In this post, I outline when and how to use single imputation using an expectation-maximization algorithm in SPSS to deal with missing data. I start with a step-by-step tutorial on how to do this in SPSS, and finish with a discussion of some of the finer points of doing this analysis.
1. Open the data-file you want to work with.
2. Sort the data file by ascending ID or Participant number. This is critical; if you do not do this, everything you do subsequently could be inaccurate. To do this, right click on the ID column, and click “sort ascending”
3. Open the Syntax Editor in SPSS:
4. Copy and paste the following syntax into the Syntax Editor, adding in your own variables after MVA VARIABLES, and specifying a location on your computer after OUTFILE. .Also, note that .sav is the file extension for an SPSS file, so make sure it ends in that.
MVA VARIABLES=var1 var2 var3 var4 var5
/MPATTERN
/EM(TOLERANCE=0.001 CONVERGENCE=0.0001 ITERATIONS=100 OUTFILE=’C:\Users\Owner\Desktop\file1.sav’).
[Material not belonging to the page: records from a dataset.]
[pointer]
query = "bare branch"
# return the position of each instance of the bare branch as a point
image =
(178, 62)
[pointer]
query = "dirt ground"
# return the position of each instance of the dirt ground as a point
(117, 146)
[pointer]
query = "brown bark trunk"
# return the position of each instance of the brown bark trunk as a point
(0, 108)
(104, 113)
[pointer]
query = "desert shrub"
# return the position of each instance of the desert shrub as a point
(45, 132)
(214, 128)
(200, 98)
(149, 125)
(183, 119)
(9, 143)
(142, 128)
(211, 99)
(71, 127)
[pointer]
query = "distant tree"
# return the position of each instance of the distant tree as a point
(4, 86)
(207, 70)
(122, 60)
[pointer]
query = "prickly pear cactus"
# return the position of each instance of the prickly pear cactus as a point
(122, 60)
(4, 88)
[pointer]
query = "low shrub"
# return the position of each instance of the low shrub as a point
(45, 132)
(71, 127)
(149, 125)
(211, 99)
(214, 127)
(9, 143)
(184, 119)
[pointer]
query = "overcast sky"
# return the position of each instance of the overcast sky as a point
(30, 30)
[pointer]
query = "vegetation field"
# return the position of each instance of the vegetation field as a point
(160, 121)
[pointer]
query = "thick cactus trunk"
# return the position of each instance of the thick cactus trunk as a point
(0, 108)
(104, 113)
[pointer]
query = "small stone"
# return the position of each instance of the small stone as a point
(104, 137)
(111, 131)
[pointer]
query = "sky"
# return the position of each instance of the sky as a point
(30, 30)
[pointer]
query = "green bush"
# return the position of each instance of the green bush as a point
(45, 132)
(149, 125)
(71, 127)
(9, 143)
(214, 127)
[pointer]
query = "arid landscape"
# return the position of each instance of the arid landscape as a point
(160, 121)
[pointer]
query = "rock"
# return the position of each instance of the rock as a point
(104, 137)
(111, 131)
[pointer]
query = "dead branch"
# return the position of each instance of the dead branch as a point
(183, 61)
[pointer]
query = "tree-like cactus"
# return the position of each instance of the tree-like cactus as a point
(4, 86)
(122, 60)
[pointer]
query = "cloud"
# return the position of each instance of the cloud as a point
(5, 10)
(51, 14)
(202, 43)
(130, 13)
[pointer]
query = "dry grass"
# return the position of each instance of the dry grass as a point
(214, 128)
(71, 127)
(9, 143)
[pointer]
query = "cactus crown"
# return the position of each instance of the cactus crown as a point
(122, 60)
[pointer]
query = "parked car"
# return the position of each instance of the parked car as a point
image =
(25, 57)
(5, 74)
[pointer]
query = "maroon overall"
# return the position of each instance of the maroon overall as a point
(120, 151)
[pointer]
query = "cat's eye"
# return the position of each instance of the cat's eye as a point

5. Highlight all the text in the syntax file, and click on the “run” button on the toolbar:
6. This will produce a rather large output file, but only a few things within are necessary for our purposes: (a) Little’s MCAR Test and (b) whether or not the analysis converged. Both can be found in the spot indicated in the picture below:
(a) If Little’s MCAR test is nonsignificant, this is a good thing! It means that your variables are missing Completely at Random (see #4 in FAQ).
(b) This second message is an error. It will only pop up if there is a problem. If you don’t find it at all in the output, it’s because everything is working properly. If this message DOES pop up, it means that the data imputation will be inaccurate. To fix it, increase the number of iterations specified in the syntax (e.g. try doubling it to 200 first). If that doesn’t work, try reducing the number of variables in your analysis.
9. The syntax you ran also saved a brand new datafile in a location you specified above. Open that datafile.
10. If everything went well, this new data file will have no missing data! (You can verify this for yourself by running analyzeàFrequencies on all your variables). However, the new datafile will ONLY contain the variables listed in the syntax above. If you want to have these variables in your master data file, you will have to merge the files together.
Merging the master file and the file created with EM above
11. In the data file created with the above syntax, rename every variable. Make it simple, something like the following syntax:
RENAME VARIABLES (var1 = var1_em).
You are doing this because you do not want to overwrite the raw data with missing values included in the master data file.
12. Next, add an ID number variable (representing the participant ID number) that will be identical to whatever is in your master file (including variable name!). You’ll need this later to merge the files. If you sorted correctly, you should be able to copy and paste it from the master file.
13. Make sure both the master data file and the new data file created with the above syntax are open at the same time. Make sure both files are sorted by ascending ID number, as described in step 2. I can’t stress this enough. Double check to make sure you have done this.
14. In the master file (not the smaller, newly-created file), Click on Data –> Merge Files –> Add Variables
15. Your new data set should be listed under “open datasets.” Click on it and press “continue”
16. In the next screen, click “match cases on key variables in sorted files,” and “Both files provide cases.” Place “ID” (or whatever your participant ID number variable is) in the box “key variables.” Then click okay. You will get a warning message; if you sorted the data files by ID number as instructed, you may click “ok” again to bypass the warning message.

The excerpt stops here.